090208 Dick Bond To Advise Tyson Foods

February 4, 2009

Springdale, AR (The Morning News) -- When Dick Bond resigned abruptly as CEO of Tyson Foods Inc. on Jan. 5, industry analysts agreed the company was losing a talented manager. A recent filing with the Securities and Exchange Commission indicates that Bond won't be far away should the company call.

Bond signed a lucrative 10-year advisory contract worth more than $9.2 million, excluding stock options and other perquisites such as the use of corporate jets, a cell phone and a 2009 Mercedes-Benz, which is part of the compensation package, according to Tyson spokesman Gary Mickelson.

The contract said the company could require Bond to provide up to 20 advisory hours per month, but he will not retain an office at the corporate headquarters in Springdale.

Tyson Foods agreed to pay Bond $757,620 annually for the next five years, and $378,810 for the remaining five years, in exchange for the possible advisory services. The contract also prohibits Bond from sharing trade secrets or going to work for competitors for 11 years.

Bond played a fairly high-risk game running this complicated company, said Tim Ramey, analyst with D.A. Davidson & Co.

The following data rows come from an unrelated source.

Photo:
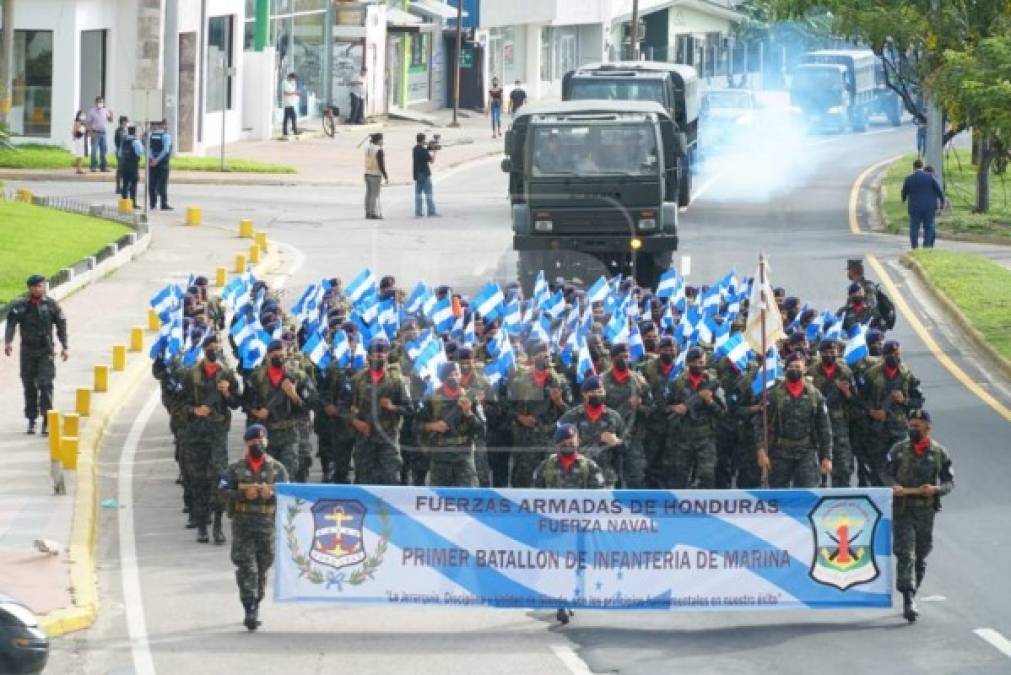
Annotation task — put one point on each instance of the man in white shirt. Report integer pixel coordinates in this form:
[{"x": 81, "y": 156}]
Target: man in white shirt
[{"x": 289, "y": 93}]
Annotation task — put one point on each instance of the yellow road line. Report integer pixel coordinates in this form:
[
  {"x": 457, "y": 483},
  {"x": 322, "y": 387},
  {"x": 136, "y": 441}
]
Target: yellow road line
[
  {"x": 854, "y": 193},
  {"x": 932, "y": 346}
]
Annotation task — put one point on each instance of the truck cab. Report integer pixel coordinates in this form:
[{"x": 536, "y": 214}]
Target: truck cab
[{"x": 593, "y": 187}]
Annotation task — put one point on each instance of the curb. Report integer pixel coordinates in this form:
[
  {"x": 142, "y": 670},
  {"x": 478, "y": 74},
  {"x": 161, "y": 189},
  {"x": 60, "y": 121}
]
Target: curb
[
  {"x": 84, "y": 529},
  {"x": 975, "y": 336}
]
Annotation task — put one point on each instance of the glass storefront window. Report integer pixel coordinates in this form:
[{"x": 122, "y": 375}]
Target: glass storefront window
[{"x": 31, "y": 114}]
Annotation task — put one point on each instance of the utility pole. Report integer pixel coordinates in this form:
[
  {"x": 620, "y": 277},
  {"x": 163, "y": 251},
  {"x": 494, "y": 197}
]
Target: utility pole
[{"x": 456, "y": 65}]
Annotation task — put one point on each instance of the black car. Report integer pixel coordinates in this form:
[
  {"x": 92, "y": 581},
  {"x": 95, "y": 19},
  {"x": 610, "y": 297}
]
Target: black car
[{"x": 23, "y": 646}]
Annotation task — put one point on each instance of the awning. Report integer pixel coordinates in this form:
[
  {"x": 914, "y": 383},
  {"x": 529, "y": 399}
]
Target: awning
[{"x": 435, "y": 8}]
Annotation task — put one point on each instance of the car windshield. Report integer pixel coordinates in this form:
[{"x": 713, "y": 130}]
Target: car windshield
[
  {"x": 593, "y": 150},
  {"x": 627, "y": 89}
]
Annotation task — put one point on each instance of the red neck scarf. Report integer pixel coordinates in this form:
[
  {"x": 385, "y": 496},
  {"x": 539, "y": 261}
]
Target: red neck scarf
[
  {"x": 567, "y": 461},
  {"x": 591, "y": 412},
  {"x": 795, "y": 389},
  {"x": 275, "y": 375}
]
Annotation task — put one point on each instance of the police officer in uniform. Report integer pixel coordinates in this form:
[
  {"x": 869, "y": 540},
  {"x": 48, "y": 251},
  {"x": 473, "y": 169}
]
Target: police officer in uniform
[
  {"x": 36, "y": 315},
  {"x": 248, "y": 487}
]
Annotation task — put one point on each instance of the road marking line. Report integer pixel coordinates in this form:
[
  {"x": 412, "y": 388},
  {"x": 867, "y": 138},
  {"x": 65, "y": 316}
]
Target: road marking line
[
  {"x": 136, "y": 625},
  {"x": 854, "y": 193},
  {"x": 995, "y": 640},
  {"x": 570, "y": 659},
  {"x": 932, "y": 346}
]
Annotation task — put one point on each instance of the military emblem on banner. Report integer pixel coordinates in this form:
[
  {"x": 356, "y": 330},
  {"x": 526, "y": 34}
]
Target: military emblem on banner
[
  {"x": 844, "y": 536},
  {"x": 338, "y": 554}
]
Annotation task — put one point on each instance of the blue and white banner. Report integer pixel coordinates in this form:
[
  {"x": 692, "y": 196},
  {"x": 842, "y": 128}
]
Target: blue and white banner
[{"x": 591, "y": 549}]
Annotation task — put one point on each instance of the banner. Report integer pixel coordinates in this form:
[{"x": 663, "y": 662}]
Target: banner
[{"x": 695, "y": 550}]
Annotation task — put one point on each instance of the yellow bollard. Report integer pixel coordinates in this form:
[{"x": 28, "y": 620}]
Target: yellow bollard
[
  {"x": 68, "y": 451},
  {"x": 136, "y": 339},
  {"x": 83, "y": 402},
  {"x": 118, "y": 357},
  {"x": 101, "y": 379},
  {"x": 53, "y": 425},
  {"x": 72, "y": 423}
]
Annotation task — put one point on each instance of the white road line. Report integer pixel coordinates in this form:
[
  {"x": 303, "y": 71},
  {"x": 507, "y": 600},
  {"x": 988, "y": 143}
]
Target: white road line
[
  {"x": 136, "y": 624},
  {"x": 995, "y": 640},
  {"x": 570, "y": 659}
]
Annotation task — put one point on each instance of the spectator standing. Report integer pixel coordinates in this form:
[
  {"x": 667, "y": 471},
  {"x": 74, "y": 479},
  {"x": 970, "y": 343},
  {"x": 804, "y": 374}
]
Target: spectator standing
[
  {"x": 424, "y": 156},
  {"x": 98, "y": 124}
]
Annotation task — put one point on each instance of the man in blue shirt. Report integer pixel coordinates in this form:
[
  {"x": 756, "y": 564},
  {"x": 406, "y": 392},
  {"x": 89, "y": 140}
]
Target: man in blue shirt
[
  {"x": 130, "y": 152},
  {"x": 922, "y": 194},
  {"x": 160, "y": 145}
]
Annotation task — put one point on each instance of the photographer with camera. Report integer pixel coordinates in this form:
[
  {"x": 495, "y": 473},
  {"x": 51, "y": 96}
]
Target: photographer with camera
[{"x": 425, "y": 155}]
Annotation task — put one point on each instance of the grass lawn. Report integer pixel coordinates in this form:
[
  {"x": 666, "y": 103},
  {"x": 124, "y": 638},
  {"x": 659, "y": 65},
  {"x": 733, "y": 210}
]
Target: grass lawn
[
  {"x": 959, "y": 177},
  {"x": 36, "y": 239},
  {"x": 51, "y": 157},
  {"x": 980, "y": 287}
]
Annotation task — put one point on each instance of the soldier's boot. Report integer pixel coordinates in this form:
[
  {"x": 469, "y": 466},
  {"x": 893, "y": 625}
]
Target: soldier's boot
[
  {"x": 218, "y": 535},
  {"x": 909, "y": 609}
]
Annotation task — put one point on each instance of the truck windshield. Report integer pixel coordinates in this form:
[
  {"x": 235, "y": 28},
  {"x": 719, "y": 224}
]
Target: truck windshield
[
  {"x": 625, "y": 89},
  {"x": 593, "y": 150}
]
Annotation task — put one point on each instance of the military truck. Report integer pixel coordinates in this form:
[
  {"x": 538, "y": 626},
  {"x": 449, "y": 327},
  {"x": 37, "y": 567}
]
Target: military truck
[
  {"x": 593, "y": 189},
  {"x": 836, "y": 89},
  {"x": 673, "y": 86}
]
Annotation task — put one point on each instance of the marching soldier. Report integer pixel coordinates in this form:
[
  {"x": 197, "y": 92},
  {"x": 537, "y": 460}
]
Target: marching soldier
[
  {"x": 919, "y": 471},
  {"x": 800, "y": 434},
  {"x": 209, "y": 391},
  {"x": 248, "y": 488},
  {"x": 36, "y": 315}
]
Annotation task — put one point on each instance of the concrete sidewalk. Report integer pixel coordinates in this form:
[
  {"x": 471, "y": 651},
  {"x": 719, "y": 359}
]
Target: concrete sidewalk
[
  {"x": 98, "y": 316},
  {"x": 323, "y": 161}
]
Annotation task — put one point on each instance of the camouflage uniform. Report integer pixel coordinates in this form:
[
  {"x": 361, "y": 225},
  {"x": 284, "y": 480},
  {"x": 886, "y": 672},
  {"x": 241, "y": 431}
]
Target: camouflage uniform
[
  {"x": 452, "y": 453},
  {"x": 693, "y": 438},
  {"x": 377, "y": 456},
  {"x": 252, "y": 523},
  {"x": 633, "y": 461},
  {"x": 590, "y": 445},
  {"x": 584, "y": 474},
  {"x": 839, "y": 413},
  {"x": 531, "y": 398},
  {"x": 800, "y": 435},
  {"x": 204, "y": 442},
  {"x": 913, "y": 516},
  {"x": 877, "y": 392}
]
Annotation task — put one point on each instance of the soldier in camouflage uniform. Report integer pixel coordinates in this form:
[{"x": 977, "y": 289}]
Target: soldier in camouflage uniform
[
  {"x": 380, "y": 401},
  {"x": 835, "y": 382},
  {"x": 600, "y": 428},
  {"x": 629, "y": 394},
  {"x": 540, "y": 397},
  {"x": 209, "y": 392},
  {"x": 799, "y": 429},
  {"x": 919, "y": 471},
  {"x": 36, "y": 315},
  {"x": 275, "y": 395},
  {"x": 567, "y": 470},
  {"x": 890, "y": 393},
  {"x": 697, "y": 401},
  {"x": 248, "y": 488},
  {"x": 451, "y": 423}
]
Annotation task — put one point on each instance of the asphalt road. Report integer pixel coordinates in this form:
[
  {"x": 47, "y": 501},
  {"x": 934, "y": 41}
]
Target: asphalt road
[{"x": 184, "y": 607}]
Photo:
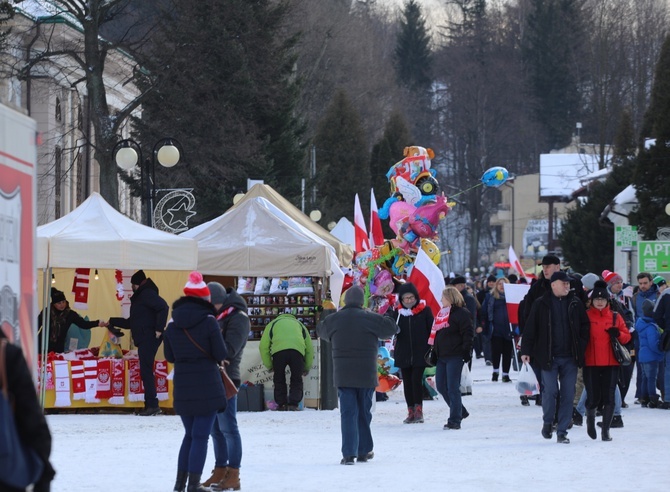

As CEO, Bond earned an annual base salary of $1.26 million last year, with no performance bonus.

Ramey said the settlement appears to be the ultimate reward for his hard work in recent years, even if the company has chosen a different management approach.

Following Bond's departure, industry analysts surmised that the 61-year-old Bond had likely fallen out of favor with the Tyson family, particularly with the lackluster performance of the chicken segment. The Tyson family is the largest shareholder and controls the majority vote, through a dual class share system.

Bond had previously been applauded across the industry for his cost-cutting measures that returned the company's beef segment to profitability and the expansion into the biofuel arena with joint ventures with ConocoPhillips and Syntroleum.

When chicken went south and stayed there all year, Bond's days were likely numbered, according to Ann Gilpin, analyst with Morningstar. She said his unwillingness to cut chicken production was likely at odds with the direction the Tyson family wanted to take the company.

Ironically, most of the damage had already been done in the poultry segment. When Bond resigned, recovery was already underway as grain prices declined and production cuts across the industry were beginning to prop up chicken prices, according to Paul Aho, poultry economist with Poultry Perspective.

"I am not convinced the company is actually doing anything differently under the new management. I don't think they have yet found the leadership to take the company to the next big phase, whatever that is. It seems they are still resting on the laurels of the Don Tyson years," Ramey said.